Ergibt die Prüfung keine hinreichende Prüfungssicherheit und stützt sie sich nicht auf ausreichende Prüfungsnachweise, ist das Prüfungsurteil zu verweigern oder entsprechend zu qualifizieren. Stützt sich die Prüfung auf Aussagen eines Management‑ oder sonstigen Experten, sind dessen Kompetenz, Fähigkeiten und Unabhängigkeit zu beurteilen; zudem ist die Arbeit des Experten zu verstehen und ihre Angemessenheit als Prüfungsnachweis zu prüfen.
“Die Vorinstanz gibt unter Bezugnahme auf die einschlägigen Standards die Anforderungen an die hinreichende Prüfungssicherheit korrekt wieder.
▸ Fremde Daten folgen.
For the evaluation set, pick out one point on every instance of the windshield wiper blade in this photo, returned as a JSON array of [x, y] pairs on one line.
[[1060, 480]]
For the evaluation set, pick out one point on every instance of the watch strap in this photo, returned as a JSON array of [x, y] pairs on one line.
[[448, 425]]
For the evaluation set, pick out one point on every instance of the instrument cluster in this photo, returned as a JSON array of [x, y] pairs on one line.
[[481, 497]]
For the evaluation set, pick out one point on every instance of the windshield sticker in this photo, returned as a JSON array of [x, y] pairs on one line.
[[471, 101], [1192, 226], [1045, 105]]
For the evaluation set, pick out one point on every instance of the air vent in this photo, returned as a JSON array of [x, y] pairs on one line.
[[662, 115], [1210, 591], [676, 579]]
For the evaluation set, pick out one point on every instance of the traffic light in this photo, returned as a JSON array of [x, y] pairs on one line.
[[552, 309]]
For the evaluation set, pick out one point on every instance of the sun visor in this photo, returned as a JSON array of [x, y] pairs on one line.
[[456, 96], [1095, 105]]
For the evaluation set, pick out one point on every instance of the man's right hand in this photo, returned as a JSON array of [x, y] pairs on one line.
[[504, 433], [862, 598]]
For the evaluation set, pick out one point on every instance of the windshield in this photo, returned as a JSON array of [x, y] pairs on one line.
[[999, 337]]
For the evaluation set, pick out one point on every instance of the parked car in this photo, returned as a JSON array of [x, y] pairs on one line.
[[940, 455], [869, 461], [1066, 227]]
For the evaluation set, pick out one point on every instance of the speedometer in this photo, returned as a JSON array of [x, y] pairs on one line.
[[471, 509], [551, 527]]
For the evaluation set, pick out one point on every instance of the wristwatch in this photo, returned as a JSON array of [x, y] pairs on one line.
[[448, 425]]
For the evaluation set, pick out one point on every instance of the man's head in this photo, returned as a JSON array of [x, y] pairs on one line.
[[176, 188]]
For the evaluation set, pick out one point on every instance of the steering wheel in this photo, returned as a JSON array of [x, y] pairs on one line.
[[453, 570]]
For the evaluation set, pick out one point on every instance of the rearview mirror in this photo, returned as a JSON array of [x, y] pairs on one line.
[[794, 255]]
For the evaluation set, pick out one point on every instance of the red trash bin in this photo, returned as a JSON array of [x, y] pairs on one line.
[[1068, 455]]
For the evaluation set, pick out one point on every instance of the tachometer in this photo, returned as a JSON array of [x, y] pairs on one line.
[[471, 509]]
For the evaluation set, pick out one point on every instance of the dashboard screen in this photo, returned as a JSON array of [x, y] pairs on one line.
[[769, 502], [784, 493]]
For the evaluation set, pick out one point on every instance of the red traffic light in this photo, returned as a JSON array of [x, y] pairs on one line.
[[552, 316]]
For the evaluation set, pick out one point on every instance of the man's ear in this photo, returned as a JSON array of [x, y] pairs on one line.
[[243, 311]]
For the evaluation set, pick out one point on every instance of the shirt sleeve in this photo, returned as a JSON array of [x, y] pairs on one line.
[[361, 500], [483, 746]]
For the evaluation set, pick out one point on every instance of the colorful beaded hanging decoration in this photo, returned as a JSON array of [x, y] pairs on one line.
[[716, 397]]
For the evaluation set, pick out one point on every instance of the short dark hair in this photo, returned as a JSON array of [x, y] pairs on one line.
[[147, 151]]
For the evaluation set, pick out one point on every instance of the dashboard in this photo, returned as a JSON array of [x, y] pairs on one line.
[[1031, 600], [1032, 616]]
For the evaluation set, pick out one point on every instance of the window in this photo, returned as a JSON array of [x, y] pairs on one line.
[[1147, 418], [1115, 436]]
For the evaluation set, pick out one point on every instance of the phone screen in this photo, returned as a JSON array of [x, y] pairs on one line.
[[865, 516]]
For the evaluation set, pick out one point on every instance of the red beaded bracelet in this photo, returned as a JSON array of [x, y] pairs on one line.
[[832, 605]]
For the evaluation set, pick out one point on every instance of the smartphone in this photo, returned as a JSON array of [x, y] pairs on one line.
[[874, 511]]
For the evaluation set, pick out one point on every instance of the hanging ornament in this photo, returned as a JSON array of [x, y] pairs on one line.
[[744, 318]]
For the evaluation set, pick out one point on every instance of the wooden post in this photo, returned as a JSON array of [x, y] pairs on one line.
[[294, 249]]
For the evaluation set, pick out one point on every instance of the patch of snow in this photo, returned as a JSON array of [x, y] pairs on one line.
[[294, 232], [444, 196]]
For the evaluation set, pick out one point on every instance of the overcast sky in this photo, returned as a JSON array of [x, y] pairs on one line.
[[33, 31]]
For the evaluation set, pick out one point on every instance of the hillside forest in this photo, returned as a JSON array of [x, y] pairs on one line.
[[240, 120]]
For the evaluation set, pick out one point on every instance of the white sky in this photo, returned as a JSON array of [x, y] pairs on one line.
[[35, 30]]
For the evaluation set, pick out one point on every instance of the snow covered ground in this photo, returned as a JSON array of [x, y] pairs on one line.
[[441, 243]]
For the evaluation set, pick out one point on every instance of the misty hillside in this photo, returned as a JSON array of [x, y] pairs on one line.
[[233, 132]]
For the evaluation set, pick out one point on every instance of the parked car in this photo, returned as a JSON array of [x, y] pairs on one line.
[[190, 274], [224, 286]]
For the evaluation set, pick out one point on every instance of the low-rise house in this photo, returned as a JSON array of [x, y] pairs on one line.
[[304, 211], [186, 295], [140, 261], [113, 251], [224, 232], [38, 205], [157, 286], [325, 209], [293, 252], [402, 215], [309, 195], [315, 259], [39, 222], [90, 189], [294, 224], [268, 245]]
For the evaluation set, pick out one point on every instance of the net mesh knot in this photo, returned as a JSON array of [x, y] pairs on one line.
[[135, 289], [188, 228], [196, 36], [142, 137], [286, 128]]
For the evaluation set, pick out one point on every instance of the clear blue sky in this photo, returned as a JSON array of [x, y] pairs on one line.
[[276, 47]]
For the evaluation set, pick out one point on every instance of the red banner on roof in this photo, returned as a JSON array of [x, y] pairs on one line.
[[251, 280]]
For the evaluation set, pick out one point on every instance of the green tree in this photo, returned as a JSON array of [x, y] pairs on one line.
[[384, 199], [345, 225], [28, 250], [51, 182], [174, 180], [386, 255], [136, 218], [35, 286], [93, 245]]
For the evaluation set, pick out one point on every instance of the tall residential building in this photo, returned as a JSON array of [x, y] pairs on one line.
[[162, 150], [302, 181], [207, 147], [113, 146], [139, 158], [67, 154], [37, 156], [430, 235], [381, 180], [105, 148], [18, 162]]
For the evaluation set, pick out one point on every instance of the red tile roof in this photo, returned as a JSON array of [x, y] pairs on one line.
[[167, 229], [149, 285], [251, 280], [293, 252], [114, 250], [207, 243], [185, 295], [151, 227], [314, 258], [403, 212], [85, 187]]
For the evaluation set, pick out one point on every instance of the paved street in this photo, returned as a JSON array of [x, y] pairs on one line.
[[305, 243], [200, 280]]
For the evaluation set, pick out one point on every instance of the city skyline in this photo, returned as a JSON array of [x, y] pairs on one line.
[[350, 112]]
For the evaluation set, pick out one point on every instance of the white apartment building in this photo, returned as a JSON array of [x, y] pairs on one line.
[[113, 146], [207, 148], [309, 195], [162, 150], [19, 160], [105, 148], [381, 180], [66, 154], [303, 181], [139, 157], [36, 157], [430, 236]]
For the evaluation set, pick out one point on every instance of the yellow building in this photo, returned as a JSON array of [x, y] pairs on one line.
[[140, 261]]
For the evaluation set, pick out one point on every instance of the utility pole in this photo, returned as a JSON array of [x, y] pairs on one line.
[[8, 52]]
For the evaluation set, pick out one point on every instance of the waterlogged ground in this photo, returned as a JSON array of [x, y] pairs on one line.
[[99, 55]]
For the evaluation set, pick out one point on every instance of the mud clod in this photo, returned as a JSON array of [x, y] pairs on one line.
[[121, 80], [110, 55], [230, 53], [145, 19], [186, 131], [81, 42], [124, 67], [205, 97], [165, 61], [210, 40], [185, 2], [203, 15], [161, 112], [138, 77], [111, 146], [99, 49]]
Im Rahmen der Abschlussprüfung als Kernaufgabe der Revisionsstelle, soll die Zuverlässigkeit der Jahres- und Konzernrechnung sichergestellt und eine verlässliche Beurteilung der wirtschaftlichen Lage eines Unternehmens ermöglicht werden (vgl. Eberle/Lengauer, in: Zürcher Kommentar, 2016, vor Art. 727-731a OR N. 225). Die Prüfung muss derart vorgenommen werden, dass mit hinreichender Sicherheit beurteilt werden kann, dass die Abschlüsse frei von wesentlichen Falschdarstellungen sind (ISA 200.11.a); ansonsten muss das Prüfungsurteil verweigert oder darauf hingewiesen werden (ISA 200.12). Dazu muss sie sich auf ausreichende Prüfungsnachweise stützen können (ISA 200.17), wobei sowohl bei einerseits höheren Risiken (dazu vorstehend E. 4.2) als auch bei andererseits mangelhafter Qualität der vorhandenen Prüfungsnachweise zusätzliche Nachweise erforderlich sind, um die ausreichende Prüfungssicherheit zu erlangen (vgl. Eberle/Lengauer, a.a.O., Art. 728a OR N. 68). Stützt sich die Prüfung auf Aussagen eines Management-Experten, so ist dieser Experte hinsichtlich seiner Kompetenzen, Fähigkeiten und Unabhängigkeit zu beurteilen, seine Arbeit zu verstehen und deren Angemessenheit als Nachweis im Rahmen einer Prüfung zu beurteilen (ISA 500.8).”
Bei Anzeichen von Verschleierung, dolosen Handlungen oder einem mangelhaften internen Kontrollumfeld sind aus Managementauskünfte gewonnene Erkenntnisse kritisch zu hinterfragen; allfällige weitergehende Abklärungen sollten in den Akten dokumentiert werden (vgl. Grundsatz «not documented, not done»).
“_______ und der von ihm kontrollierten Gesellschaften geschützt (und die Vorinstanzen bloss in einem Nebenpunkt korrigiert). Es fasst seine Feststellungen im Urteil 2C_101/2011 vom 21. September 2011 E. 3.3.2 selbst dahingehend zusammen, dass ein Firmengeflecht bestanden habe und "die Organe der [M._______] und der [N._______] AG wiederholt versucht hatten, die Ermittlungen zu erschweren bzw. den Zugang zu den verschiedenen Unterlagen ihrer Geschäftstätigkeit zu vereiteln (Verschweigen von Verschlüsselungskoden, Konten, Archivräumlichkeiten sowie Erteilung widersprüchlicher Auskünfte)". Ein Risiko möglicher doloser Handlungen ist mithin sogar höchstrichterlich bestätigt. Ebenso bestand ein mangelhaftes internes Kontrollumfeld (nachstehend E. 4.5.5; auch von den Beschwerdeführerinnen identifiziert gemäss Aktennotiz Risk factors, Ziff. 3.1.3.6). Unter diesen Umständen sind insbesondere Erkenntnisse, die aus Auskünften und Befragungen des Managements gewonnen worden sind, kritisch zu hinterfragen (vgl. dazu Daniel C. Pfiffner, in: Watter/Vogt [Hrsg.], a.a.O., Art. 728a OR N. 97 ff.). Insofern waren gewisse Prüfungshandlungen ungenügend, etwa eine Bestätigung von X._______ über die ansonsten undurchsichtigen Eigentumsverhältnisse der U._______ Ltd. Schliesslich führt in diesem Zusammenhang der in der Praxis etablierte Grundsatz "not documented, not done" (vorstehend E. 4.1.3) dazu, dass allfällige weitere Abklärungen in den Akten dokumentiert sein müssten, um ins Gewicht fallen zu können. Insgesamt erscheinen die Vorbringen der Beschwerdeführerin 1 nicht geeignet, die vorinstanzliche Beurteilung als unzutreffend erscheinen zu lassen, insbesondere auch mit Blick auf den der Vorinstanz im Rahmen ihres Ermessens zukommenden grossen Beurteilungsspielraum (vorstehend E. 4.1.1).”